The Maseian have wonderfully powerful hydrogen reactors, truly amazing machines. They can keep their army supplied and even provide limited manufacturing capability. But once landed they can’t move them, unlike ours, which are much smaller and much less efficient but that can both land and take off. And the aerial and satellite surveillance swear to me that they have four of them up there, just beyond the Anthill, on the shores of the Rauma lake. We captured or blew up the six they had on the Southern Continent, and we don’t think they managed to land others, which is why I suppose that they are going to hold the Anthill no matter what. And it is also the reason I think we can take the whole planet if we manage to capture these last four hydrogen refineries.
The Anthill is not its real name. On my map it is only referred to as “AG 40 summit”, because this used to be Maseian territory, and the Tyrosian command will be damned if they use the Maseian toponyms. It is almost possible to forget, from where I’m lying with my chin on the concrete lip of the road, that this world has been inhabited for almost two thousand years: that the Empire had time to rise, and become corrupted, and, well, peter out, and another nation take its place, and there have always been people – peoples, ours and theirs - here, living on this land. The planet was terraformed by the Earth but all Terran authority had disappeared by the time the colonists began to trickle in, from both side of the border. And they were getting along, if not well, at least avoiding outright slaughter of each other until the Maseian (but I have to admit, not without provocation) decided that Tyros was getting uppity and needed to be taught a lesson and drove our people out of the Mishita Belt. And so we came to the rescue, though the colonists might have bitter things to say on the matter, and this war started out the worst possible way: as a they’re-fucking-animals, let’s-take-no-prisoners, gloves-off war.

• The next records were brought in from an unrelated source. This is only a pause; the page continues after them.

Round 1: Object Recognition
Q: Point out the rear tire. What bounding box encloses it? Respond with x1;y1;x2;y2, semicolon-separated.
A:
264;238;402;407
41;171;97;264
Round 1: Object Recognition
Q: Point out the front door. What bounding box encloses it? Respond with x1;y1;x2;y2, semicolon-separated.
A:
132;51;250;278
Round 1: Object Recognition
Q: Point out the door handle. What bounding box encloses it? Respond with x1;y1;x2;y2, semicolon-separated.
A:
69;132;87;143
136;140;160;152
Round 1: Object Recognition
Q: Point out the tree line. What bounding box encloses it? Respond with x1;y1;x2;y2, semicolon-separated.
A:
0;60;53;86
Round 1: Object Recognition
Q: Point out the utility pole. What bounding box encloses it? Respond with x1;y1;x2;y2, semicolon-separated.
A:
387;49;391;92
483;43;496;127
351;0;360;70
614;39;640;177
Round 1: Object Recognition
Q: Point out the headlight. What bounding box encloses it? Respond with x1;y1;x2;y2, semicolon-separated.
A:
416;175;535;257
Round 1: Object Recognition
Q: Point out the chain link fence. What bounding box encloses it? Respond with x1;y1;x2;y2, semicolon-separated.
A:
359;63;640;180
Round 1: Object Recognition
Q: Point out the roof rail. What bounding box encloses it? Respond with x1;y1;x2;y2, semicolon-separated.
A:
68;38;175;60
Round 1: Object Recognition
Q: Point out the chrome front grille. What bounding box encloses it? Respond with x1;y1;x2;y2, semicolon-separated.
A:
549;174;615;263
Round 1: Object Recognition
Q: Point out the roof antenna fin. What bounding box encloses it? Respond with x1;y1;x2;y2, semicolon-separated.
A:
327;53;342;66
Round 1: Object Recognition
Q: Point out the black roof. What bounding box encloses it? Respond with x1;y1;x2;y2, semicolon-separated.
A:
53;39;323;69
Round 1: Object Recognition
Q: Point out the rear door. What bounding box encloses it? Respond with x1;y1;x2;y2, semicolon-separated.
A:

I find that the farther I get from the front, the easier it is for me to hate them. I didn’t use to. I knew there were reasons on both sides.
But since then something got to me. Necessity, maybe. Their atrocities gradually become more atrocious than ours, while ours were always rationalized away, explained or justified or just glossed over. And as I was bumped up the ranks by the rapid turnover of the war (not even a general is safe here, not even in high orbit), the need for victory somehow turned into a need for their defeat.
I am good at this, so good that even the higher brass up there beyond the orbit listen to me. I won the whole southern continent. I know my enemy. Very well.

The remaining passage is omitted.